Neonazis zuhause – Antifas verhaftet

■ Antifa-Demo endete im Polizeigwahrsam / Zwei Hundertschaften kreisten im Steintor

22 TeilnehmerInnen der antifaschistischen Demonstration sind am Samstag vormittag auf dem Ziegenmarkt im Steintor-Viertel festgenommen worden. Dabei ist die Polizei überaus hart vorgegangen, berichteten BeobachterInnen. Die DemonstrantInnen seien teilweise gezielt mit Fäusten und Knüppeln traktiert worden. Die DemonstrantInnen hatten sich versammelt, um bei eventuellen Aktionen der Neonazi-Szene zum Tosdestag des Hitler-Stellvertreters Rudolf Heß eingreifen zu können. Die Demo war am Freitag vom Stadtamt verboten worden. Weitere 23 DemonstrantInnen wurden am Mittag vor dem Polizeihaus festgenommen. Sie hatten die Freilassung der anderen gefordert und hätten dabei den Eingang zum Polizeihaus blockiert, heißt es in einer Presseerklärung der Polizei. Die letzten DemonstrantInnen wurden erst zwischen 18 und 19 Uhr freigelassen. Die Bremer Neonazi-Szene war das ganze Wochenende über aus der Öffentlichkeit abgetaucht.

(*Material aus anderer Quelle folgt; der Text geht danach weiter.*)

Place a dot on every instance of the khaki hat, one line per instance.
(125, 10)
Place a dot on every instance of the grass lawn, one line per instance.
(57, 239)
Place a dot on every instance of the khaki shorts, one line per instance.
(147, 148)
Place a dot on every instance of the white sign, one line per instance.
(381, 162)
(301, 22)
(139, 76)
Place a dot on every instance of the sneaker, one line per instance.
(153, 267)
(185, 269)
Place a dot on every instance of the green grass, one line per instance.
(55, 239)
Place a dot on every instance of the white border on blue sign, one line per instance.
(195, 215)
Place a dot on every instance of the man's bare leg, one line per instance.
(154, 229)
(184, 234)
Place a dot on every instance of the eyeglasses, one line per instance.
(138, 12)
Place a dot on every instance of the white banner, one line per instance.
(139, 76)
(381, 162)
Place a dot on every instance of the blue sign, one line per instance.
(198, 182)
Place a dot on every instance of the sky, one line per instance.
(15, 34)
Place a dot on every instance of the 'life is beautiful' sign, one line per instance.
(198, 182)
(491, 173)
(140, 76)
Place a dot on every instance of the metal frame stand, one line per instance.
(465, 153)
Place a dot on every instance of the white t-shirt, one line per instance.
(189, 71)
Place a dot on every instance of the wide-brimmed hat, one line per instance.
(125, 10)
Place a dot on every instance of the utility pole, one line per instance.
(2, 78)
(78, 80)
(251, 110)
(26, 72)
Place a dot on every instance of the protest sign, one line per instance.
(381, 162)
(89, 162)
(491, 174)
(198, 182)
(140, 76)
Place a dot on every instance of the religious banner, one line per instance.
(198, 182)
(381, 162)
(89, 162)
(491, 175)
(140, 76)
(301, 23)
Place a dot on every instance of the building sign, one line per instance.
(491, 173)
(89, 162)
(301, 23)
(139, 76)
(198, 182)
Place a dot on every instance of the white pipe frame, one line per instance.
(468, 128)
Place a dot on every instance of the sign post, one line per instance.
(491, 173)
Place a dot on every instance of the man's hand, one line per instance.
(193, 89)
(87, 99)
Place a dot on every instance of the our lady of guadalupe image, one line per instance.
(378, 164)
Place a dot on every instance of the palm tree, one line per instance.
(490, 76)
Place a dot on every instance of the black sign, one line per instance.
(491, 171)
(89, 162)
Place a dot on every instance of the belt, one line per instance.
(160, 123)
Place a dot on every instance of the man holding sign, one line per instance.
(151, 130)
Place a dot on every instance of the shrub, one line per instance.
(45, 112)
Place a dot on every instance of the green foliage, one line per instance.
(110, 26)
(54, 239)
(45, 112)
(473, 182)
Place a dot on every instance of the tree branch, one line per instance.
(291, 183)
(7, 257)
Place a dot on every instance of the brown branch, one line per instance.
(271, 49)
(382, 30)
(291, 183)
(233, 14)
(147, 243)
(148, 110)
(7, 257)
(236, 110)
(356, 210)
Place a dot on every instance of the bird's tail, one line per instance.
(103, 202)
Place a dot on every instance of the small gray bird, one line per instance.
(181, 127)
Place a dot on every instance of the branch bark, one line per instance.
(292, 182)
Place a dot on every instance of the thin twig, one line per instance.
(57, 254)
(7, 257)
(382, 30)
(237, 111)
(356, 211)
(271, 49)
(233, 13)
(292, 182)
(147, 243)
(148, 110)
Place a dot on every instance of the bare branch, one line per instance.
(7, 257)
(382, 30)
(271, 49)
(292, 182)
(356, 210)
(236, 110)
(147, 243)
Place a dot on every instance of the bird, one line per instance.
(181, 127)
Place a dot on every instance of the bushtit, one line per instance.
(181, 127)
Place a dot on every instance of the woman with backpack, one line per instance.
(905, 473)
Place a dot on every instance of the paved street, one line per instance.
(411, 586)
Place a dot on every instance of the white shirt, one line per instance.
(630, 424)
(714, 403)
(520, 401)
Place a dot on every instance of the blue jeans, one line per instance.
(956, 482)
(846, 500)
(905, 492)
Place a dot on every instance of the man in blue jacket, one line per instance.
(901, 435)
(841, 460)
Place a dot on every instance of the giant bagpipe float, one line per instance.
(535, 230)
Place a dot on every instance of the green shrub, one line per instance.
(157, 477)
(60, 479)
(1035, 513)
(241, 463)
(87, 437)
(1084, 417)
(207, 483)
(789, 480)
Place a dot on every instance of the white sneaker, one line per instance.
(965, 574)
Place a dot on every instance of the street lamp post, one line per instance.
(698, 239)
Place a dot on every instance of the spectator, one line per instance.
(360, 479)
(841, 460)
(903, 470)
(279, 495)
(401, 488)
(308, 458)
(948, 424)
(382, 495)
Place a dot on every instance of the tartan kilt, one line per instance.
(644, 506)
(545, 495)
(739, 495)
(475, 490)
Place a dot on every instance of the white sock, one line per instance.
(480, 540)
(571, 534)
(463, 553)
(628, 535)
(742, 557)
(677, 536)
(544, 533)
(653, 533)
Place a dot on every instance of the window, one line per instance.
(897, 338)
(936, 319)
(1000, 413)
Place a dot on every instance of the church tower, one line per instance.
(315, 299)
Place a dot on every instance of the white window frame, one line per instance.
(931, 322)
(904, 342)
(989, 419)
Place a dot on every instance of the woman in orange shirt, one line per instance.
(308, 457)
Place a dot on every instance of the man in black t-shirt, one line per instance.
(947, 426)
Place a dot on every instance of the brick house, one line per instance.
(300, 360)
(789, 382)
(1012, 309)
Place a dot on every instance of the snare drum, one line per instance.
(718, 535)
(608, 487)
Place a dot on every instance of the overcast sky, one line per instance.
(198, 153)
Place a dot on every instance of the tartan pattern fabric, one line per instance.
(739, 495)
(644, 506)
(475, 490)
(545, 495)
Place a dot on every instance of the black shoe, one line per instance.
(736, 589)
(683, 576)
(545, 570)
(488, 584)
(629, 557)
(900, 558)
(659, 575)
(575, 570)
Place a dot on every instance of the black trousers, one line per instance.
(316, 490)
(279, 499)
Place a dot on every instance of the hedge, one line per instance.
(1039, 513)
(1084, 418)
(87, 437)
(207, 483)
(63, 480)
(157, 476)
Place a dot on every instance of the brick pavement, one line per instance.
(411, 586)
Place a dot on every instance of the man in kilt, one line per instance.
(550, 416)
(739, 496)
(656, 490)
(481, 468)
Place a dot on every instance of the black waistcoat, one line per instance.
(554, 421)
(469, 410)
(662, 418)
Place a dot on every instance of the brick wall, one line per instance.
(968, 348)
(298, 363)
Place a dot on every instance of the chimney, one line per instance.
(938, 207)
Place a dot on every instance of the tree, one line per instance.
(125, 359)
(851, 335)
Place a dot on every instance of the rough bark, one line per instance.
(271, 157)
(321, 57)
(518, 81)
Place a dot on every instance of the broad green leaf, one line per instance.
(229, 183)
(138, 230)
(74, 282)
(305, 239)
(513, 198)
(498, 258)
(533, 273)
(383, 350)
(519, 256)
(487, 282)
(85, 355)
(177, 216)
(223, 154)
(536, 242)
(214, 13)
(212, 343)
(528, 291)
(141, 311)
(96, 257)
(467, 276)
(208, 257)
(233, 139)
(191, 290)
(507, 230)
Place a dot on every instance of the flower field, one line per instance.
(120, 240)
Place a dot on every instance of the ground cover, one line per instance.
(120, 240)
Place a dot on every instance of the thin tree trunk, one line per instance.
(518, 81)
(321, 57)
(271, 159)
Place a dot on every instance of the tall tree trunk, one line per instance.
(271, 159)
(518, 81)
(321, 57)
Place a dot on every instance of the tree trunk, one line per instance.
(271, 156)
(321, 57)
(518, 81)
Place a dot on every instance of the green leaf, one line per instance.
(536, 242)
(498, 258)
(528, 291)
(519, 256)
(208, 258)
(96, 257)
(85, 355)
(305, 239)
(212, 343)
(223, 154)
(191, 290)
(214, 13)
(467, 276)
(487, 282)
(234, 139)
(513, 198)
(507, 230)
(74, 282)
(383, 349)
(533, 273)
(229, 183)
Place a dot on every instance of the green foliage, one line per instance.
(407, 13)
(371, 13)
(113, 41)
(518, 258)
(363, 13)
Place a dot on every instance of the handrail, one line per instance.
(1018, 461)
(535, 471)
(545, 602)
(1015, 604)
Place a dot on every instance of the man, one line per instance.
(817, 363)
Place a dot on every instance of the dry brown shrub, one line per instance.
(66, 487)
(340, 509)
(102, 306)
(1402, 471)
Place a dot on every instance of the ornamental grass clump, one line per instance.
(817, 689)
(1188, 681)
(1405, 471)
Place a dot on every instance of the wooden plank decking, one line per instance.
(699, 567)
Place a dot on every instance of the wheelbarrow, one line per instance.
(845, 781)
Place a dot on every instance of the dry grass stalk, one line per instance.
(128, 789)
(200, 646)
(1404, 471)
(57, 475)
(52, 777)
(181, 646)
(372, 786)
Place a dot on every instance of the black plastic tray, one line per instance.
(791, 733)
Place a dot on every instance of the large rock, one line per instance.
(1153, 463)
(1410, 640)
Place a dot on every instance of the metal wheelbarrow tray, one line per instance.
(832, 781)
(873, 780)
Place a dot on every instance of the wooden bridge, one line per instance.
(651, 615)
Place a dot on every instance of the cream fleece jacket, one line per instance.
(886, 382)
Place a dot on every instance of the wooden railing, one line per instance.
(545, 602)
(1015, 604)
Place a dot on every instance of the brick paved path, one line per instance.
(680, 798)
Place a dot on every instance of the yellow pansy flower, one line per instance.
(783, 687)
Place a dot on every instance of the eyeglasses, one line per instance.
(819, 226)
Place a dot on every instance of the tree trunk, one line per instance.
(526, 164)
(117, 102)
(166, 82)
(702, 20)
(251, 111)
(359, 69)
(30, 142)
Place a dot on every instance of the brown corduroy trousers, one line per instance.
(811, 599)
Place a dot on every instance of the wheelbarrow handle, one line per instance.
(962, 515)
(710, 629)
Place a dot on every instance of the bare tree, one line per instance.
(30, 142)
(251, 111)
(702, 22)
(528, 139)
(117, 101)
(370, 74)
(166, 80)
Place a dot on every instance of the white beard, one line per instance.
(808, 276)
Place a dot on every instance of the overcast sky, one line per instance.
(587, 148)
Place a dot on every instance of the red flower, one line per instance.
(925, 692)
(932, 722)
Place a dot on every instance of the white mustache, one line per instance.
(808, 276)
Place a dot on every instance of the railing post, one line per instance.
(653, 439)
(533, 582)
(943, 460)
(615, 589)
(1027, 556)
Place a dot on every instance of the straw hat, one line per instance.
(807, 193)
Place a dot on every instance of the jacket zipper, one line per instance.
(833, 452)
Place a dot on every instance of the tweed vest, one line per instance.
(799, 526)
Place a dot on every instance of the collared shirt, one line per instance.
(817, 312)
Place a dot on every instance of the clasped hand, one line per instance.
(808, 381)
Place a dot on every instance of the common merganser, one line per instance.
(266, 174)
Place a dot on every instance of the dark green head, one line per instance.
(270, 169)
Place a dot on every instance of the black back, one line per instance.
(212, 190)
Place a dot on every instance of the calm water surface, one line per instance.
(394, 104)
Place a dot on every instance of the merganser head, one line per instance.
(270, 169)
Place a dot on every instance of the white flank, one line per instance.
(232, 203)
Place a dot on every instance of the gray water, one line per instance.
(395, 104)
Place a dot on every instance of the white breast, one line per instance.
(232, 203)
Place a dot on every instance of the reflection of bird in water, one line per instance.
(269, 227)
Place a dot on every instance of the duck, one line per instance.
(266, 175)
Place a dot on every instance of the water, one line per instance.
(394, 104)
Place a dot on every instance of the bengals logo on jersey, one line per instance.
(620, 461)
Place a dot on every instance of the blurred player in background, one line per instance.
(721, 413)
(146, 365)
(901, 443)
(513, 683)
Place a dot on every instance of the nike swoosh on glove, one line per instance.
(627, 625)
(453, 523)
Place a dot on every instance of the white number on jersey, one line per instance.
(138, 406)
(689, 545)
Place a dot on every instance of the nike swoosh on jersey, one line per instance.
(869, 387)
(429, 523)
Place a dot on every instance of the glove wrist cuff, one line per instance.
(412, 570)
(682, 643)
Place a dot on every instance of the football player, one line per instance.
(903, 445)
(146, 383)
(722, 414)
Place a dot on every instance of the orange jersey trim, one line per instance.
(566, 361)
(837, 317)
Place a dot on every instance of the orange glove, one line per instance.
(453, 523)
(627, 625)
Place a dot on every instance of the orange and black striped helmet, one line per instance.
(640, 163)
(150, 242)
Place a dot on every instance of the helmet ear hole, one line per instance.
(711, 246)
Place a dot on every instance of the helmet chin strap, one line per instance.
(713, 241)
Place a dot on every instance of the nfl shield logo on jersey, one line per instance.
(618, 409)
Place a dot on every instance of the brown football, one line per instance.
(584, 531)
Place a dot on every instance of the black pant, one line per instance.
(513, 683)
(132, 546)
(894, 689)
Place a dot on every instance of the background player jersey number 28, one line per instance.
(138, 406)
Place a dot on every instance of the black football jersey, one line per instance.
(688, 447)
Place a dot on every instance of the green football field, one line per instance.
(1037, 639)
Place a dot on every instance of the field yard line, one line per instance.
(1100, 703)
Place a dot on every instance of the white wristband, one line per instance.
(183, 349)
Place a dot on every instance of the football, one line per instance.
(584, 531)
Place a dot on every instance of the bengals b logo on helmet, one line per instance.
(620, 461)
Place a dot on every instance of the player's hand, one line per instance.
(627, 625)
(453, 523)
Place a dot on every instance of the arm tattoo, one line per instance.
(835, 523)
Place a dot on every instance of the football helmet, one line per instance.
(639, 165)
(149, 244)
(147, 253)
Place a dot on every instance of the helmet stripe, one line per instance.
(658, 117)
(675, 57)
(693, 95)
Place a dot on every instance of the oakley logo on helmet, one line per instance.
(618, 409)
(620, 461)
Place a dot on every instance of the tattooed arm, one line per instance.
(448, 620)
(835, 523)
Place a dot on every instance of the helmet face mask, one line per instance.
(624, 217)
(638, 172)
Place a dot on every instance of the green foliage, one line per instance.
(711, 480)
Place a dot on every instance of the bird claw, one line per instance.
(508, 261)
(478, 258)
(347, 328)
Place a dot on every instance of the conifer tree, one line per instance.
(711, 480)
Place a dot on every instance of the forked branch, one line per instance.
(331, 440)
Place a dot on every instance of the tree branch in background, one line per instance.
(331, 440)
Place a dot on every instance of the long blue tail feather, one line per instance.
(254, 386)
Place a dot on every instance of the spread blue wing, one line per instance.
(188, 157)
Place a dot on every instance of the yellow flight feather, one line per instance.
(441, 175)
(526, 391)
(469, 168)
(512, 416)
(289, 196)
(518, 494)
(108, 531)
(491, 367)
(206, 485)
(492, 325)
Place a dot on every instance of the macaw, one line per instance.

Seit etwa etwa neun Uhr hatten sich am Samstag junge Leute aus dem autonomen Spektrum vor der Ladenzeile gegenüber dem Ziegenmarkt gesammelt. Sie verteilten Flugblätter an die PassantInnen. Einen Infotisch hatte die Polizei schon vor seiner Aufstellung verhaften können, woraufhin ein türkischer Gemüsehändler Kisten vor seinem Schaufenster weggeräumt und den DemonstrantInnen die freigewordene Fläche zur Auslage angeboten hatte. In den Nebenstraßen versammelte sich derweil die Polizei. Als die DemonstrantInnen sich um halb elf zu einer etwa 50 bis 60 Personen starken Gruppe zusammenstellten und eine Erklärung über Megaphon verlesen wurde, schritt die Polizei ein. Mehrere Mannschaftswagen kamen aus den Nebenstraßen angekurvt. Etwa zwei Hundertschaften sprangen aus den Fahrzeugen.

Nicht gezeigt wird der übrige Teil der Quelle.